Я услышал, как Мак за моей спиной перезаряжает обрез. Руку, в которой уже был пистолет, Томас спрятал за спину и молча медленно пересекал комнату, чтобы заставить глаза Акульей Морды посмотреть на него.
Но как раз глаз-то у Морды и не было. Чем уж там эта штука отслеживала наши движения, но у меня возникло неприятное ощущение, что просто стоять в не самой выгодной позиции пользы никому из нас не принесет.

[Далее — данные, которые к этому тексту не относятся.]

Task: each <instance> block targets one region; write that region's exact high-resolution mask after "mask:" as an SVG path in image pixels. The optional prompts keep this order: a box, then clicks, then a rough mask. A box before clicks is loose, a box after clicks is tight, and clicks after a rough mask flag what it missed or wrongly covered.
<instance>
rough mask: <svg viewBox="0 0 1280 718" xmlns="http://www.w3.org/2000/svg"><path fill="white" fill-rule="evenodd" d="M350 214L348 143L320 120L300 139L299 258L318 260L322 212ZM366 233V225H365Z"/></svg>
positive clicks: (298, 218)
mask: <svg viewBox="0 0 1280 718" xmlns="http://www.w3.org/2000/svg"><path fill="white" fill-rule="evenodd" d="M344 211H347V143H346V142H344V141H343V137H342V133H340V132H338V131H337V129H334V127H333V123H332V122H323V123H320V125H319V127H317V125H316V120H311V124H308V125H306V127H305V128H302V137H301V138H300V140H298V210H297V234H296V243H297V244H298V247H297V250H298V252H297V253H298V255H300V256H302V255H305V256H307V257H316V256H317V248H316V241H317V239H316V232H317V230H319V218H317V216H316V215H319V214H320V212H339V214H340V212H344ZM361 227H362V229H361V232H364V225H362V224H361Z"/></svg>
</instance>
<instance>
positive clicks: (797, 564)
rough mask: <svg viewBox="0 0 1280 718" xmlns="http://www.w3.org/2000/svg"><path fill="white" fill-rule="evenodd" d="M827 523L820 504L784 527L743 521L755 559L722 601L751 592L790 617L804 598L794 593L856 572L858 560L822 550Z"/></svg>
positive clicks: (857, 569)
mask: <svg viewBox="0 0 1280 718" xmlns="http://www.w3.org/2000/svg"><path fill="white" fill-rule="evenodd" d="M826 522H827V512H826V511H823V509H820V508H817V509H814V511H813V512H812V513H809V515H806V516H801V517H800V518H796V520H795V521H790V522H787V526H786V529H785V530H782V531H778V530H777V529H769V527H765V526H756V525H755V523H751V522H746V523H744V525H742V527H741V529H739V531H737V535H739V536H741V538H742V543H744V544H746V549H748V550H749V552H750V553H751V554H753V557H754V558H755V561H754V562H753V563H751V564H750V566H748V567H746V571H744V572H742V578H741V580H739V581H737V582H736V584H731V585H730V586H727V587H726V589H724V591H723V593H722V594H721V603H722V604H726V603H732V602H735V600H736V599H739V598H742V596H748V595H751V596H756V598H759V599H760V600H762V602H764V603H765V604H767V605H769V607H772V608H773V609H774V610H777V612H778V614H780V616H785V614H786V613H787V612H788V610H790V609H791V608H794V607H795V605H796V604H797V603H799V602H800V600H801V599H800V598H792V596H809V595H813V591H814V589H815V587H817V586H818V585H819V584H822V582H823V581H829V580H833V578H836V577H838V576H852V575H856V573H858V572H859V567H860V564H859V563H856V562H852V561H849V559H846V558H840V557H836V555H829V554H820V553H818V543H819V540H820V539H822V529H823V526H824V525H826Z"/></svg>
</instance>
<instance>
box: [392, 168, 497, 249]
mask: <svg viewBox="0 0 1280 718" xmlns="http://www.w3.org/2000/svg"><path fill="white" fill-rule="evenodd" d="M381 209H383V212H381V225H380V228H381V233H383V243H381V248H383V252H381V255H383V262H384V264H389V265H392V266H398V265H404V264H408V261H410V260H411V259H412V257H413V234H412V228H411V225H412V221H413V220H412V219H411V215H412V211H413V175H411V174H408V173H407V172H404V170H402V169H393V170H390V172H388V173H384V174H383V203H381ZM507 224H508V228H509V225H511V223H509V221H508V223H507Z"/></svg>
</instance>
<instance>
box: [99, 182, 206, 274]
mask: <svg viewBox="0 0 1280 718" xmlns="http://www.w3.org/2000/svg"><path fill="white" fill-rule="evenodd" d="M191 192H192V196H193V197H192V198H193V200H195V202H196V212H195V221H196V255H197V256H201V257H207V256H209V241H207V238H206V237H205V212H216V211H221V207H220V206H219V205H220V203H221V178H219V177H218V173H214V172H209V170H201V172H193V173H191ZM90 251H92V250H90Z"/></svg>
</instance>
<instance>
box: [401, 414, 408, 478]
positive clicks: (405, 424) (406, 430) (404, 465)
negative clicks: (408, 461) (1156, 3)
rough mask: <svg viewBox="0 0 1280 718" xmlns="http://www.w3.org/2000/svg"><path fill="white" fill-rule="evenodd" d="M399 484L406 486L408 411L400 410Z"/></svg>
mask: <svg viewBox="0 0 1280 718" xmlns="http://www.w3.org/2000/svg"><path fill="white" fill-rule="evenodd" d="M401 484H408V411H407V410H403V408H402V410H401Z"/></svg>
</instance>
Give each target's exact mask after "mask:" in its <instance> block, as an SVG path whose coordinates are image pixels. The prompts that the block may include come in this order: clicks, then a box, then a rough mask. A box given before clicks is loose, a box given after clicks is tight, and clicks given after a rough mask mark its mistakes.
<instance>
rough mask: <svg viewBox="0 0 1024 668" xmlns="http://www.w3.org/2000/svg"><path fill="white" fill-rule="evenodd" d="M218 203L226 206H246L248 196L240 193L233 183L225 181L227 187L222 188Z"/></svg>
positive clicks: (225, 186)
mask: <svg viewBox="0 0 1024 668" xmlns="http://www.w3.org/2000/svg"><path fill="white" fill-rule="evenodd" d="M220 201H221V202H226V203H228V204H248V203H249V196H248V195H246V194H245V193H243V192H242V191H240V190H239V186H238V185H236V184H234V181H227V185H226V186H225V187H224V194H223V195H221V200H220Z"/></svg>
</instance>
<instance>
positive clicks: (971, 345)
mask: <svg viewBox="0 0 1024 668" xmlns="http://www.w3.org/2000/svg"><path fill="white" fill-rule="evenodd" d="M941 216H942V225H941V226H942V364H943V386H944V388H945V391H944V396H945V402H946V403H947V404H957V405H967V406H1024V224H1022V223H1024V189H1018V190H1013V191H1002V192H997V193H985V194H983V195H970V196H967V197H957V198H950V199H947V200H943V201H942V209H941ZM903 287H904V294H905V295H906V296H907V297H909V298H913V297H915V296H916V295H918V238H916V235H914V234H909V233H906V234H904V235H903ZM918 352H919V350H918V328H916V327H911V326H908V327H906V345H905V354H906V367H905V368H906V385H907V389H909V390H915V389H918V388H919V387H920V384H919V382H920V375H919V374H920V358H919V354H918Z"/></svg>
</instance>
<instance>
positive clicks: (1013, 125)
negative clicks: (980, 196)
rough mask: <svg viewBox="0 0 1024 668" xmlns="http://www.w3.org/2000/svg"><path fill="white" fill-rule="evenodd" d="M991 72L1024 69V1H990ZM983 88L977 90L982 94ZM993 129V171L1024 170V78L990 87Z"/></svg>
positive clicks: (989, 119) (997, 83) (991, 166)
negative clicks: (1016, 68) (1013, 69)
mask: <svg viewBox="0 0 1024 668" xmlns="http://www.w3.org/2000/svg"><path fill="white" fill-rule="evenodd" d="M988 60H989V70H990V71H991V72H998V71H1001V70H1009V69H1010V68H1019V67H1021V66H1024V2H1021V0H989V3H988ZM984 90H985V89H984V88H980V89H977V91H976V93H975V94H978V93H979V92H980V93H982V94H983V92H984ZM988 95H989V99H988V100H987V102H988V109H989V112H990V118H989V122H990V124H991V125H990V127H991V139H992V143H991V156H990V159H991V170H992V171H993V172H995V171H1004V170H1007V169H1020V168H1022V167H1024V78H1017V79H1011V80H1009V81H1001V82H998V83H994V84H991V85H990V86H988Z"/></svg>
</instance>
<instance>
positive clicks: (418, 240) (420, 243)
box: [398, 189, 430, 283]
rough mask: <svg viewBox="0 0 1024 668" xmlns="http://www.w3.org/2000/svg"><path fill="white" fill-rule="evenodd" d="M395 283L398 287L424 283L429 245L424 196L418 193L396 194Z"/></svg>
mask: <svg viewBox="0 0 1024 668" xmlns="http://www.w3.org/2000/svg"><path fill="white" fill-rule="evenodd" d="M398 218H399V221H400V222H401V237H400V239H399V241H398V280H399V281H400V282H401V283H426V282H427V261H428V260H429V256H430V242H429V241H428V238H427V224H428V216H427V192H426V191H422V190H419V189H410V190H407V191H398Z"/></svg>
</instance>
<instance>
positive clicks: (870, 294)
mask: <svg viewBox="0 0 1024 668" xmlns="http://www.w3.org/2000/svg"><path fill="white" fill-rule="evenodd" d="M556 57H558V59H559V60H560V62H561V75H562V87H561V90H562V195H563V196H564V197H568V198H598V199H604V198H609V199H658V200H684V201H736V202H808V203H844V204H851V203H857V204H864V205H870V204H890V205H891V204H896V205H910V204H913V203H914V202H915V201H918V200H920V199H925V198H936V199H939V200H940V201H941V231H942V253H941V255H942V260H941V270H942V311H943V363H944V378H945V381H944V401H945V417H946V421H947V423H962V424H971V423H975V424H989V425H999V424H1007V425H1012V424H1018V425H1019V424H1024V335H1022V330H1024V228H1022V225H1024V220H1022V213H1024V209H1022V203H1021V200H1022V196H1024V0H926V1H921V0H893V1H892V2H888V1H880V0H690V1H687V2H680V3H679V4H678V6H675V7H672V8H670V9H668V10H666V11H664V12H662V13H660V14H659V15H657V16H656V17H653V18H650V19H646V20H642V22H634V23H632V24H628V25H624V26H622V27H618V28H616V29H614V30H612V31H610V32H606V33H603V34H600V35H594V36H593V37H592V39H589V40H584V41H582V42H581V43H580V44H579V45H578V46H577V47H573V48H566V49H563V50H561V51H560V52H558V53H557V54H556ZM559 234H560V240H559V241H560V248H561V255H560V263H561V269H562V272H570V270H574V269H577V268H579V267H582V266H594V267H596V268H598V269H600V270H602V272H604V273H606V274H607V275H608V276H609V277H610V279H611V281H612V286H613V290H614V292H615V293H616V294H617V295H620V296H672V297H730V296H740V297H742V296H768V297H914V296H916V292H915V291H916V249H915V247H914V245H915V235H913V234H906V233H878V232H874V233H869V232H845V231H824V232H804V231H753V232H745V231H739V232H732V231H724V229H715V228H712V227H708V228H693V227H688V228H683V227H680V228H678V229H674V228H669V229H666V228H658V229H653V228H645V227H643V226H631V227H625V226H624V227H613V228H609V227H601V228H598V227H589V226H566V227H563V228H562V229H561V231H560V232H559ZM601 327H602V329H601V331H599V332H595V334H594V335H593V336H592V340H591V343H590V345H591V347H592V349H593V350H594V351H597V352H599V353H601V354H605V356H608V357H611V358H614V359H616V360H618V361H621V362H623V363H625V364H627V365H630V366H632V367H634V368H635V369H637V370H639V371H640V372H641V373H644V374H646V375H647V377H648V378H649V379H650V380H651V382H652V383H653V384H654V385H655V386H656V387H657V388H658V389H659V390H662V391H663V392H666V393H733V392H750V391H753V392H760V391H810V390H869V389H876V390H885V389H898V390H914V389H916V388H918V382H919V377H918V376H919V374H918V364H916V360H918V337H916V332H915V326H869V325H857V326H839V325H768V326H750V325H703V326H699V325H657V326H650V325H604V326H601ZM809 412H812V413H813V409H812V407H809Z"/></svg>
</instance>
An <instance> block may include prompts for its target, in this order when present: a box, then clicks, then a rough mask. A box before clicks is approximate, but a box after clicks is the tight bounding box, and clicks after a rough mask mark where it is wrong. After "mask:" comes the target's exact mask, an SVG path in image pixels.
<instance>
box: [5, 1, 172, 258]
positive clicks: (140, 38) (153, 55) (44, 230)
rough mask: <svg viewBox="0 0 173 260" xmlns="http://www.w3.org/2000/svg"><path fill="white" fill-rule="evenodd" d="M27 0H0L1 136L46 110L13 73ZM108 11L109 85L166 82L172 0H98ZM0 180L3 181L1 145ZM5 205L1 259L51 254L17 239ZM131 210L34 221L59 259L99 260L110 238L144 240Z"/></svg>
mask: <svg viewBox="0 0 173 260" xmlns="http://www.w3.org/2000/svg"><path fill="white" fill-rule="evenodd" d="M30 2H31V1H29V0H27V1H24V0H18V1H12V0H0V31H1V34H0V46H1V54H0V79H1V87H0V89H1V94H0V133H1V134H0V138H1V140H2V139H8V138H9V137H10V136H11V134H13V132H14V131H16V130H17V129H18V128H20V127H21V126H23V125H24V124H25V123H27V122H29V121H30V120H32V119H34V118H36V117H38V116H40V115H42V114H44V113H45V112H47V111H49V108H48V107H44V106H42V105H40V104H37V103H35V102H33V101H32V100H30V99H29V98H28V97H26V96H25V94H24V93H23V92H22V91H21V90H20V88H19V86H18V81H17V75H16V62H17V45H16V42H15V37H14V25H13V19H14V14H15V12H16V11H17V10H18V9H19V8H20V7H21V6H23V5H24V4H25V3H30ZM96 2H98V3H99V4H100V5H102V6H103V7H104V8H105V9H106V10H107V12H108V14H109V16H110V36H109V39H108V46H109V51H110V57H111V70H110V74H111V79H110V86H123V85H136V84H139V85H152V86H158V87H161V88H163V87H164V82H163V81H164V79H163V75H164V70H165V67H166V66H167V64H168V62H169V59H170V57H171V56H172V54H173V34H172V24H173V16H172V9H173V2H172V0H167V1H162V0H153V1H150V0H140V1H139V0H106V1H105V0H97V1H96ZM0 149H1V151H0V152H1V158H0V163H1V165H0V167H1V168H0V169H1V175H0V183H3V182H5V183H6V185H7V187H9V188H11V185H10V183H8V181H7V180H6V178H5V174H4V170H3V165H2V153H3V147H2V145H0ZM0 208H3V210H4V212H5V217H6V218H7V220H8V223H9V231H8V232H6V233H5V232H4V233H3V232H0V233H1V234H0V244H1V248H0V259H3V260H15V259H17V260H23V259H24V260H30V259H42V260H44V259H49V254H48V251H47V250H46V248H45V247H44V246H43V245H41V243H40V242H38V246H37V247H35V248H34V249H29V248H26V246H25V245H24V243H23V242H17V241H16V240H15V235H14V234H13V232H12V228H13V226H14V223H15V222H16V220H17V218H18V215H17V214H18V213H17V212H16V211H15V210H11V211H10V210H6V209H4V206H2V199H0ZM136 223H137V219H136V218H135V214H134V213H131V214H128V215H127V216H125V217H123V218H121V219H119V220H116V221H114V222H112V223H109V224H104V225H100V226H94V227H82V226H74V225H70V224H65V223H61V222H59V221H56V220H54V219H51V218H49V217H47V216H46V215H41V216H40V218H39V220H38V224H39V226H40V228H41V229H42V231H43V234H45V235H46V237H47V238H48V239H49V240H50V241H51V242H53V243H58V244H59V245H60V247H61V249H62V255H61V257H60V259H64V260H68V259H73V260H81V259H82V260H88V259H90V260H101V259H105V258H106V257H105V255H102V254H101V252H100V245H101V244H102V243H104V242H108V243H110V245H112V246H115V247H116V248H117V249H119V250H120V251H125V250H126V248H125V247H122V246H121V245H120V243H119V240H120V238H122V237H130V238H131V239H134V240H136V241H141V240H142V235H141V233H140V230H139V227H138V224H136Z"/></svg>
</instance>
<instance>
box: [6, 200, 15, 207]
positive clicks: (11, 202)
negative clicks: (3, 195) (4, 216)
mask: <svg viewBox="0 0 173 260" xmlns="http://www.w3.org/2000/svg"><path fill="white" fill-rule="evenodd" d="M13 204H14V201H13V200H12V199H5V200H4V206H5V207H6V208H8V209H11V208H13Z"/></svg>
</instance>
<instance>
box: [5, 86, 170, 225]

– Сдавайся, – сказал я, пытаясь вспомнить, где и когда слышал это слово раньше. – Н-да. Кгм. Не уверен, что сегодня мне понадобятся сдающиеся. На прошлой неделе была распродажа этого добра, но я ее прозевал, и сейчас меня как-то не тянет приобретать бросовый товар за полную цену. Что, если через неделю опять распродажа? И что тогда, я остаюсь в дураках?
– Несерьезность ничего сегодня не изменит, – сказал Акулья Морда. Его гудящий закручивающийся голос был очень неприятен для слуха: аудиоэквивалент гниющего мяса. Что приходилось вполне к месту, потому что и весь он смердел, будто кусок гниющего мяса. – Ты пойдешь со мной.